Ricciotto Canudo (1879-1923), écrivain italien vivant à Paris à partir 1902, il tiendra la rubrique des Lettres italiennes au Mercure de France. En 1910 il publie son premier roman, La Ville sans chef (1), dès 1911 son goût pour le cinéma, sa certitude que cette technique nouvelle est un art à part entière, l'amène à publier "La Naissance du sixième art", après avoir intégrer la poésie dans les "arts fondateurs" il écrira dans Paris-Midi ses Chroniques du septième art. Ses écrits sur le cinéma, le Manifeste des sept arts (1923) et L'Usine aux images (1927) seront republiés en 1995 aux éditions Séguier. Canudo fut le fondateur de la revue Montjoie ! "Organe de l'impérialisme artistique français", "Gazette d'art Cérébriste". Dans son "grenier" groupés autour de Canudo on pouvait voir Blaise Cendrars (2), Jacques Villon, André Salmon, Guillaume Apollinaire, Bakst, Erik Satie, Igor Strawinsky, Maurice Ravel, Marc Chagall, Valentine de Saint-Point, Fernand Divoire, etc. Canudo signera en 1914 le Manifeste de l'Art cérébriste, où il défini l'art moderne comme anti sentimental, un art qui ne charme pas, mais qui fait penser, héritier de la poésie de Rimbaud et Mallarmé, de l'intellectualisme de d'Annunzio ou Wilde, s'inspirant de la psychologie des foules de Gabriel Tarde, défenseur de la musique moderne de Satie ou Debussy et des dernières innovations dans le domaine des arts plastiques : fauvisme, cubisme, simultanisme. "On veut la jouissance de la peinture par la peinture, et non l'idée littéraire ou sentimentale qu'elle doit illustrer".

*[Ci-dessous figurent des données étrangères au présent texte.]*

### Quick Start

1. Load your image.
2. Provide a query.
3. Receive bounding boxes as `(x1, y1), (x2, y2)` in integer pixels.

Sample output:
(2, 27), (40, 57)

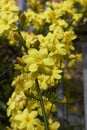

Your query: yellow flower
(49, 119), (60, 130)
(14, 108), (40, 130)
(22, 48), (54, 73)
(0, 13), (18, 34)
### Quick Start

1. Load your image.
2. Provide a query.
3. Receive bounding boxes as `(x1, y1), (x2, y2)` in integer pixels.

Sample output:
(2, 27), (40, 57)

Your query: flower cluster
(0, 0), (87, 130)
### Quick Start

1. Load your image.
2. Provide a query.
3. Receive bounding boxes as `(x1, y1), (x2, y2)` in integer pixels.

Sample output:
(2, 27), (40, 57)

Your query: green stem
(35, 79), (49, 130)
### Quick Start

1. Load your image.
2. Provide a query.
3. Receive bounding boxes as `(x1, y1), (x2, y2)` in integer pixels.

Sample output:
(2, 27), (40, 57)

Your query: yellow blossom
(14, 108), (40, 130)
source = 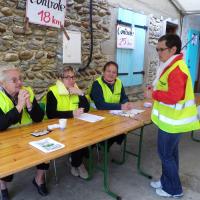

(1) Le roman se déroule dans Bayan une île isolée du monde où à la suite d'un cataclysme la ville est détruite, c'est l'occasion pour une partie de ses habitants de tenter de fonder une communauté sans pouvoir, sans administration, ni religion, ni éducation. La Ville sans chef s'établira face à l'ancienne Bayan renaissante où les citoyens retrouvent leurs goût pour l'or, la politique, et la religion. Un roman sur les difficultés à faire vivre un utopie anarchiste face aux réalités.

(2) Dans son poème Mardi-gras, publié dans Dix-neuf poèmes élastiques, Blaise Cendrars, se souviendra de Montjoie ! et de Canudo "Je ne comprends pas très bien le mot Impérialisme / Mais dans ton grenier / Parmi les ouistitis les Indiens les belles dames / Le poète est venu / Verbe coloré", en effet c'est au grenier de Canudo que La Prose du Transsibérien fut présentée et lue pour la première fois, accroché au mur, le poème dépliant fut lu à la bougie par une jeune femme. Voir le souvenir ému de cette soirée par Fernand Divoire dans Le Grenier de Montjoie ! Edition du Carnet Critique, documents pour l'histoire de la littérature, de la musique et des arts d'aujourd'hui et de demain. 1919, in-8, 44 pp., portrait de Canudo, 1 page de musique d'Igor Strawinsky, 1 dessin de Rodin, et fac-similé d'une couverture de la revue hors texte.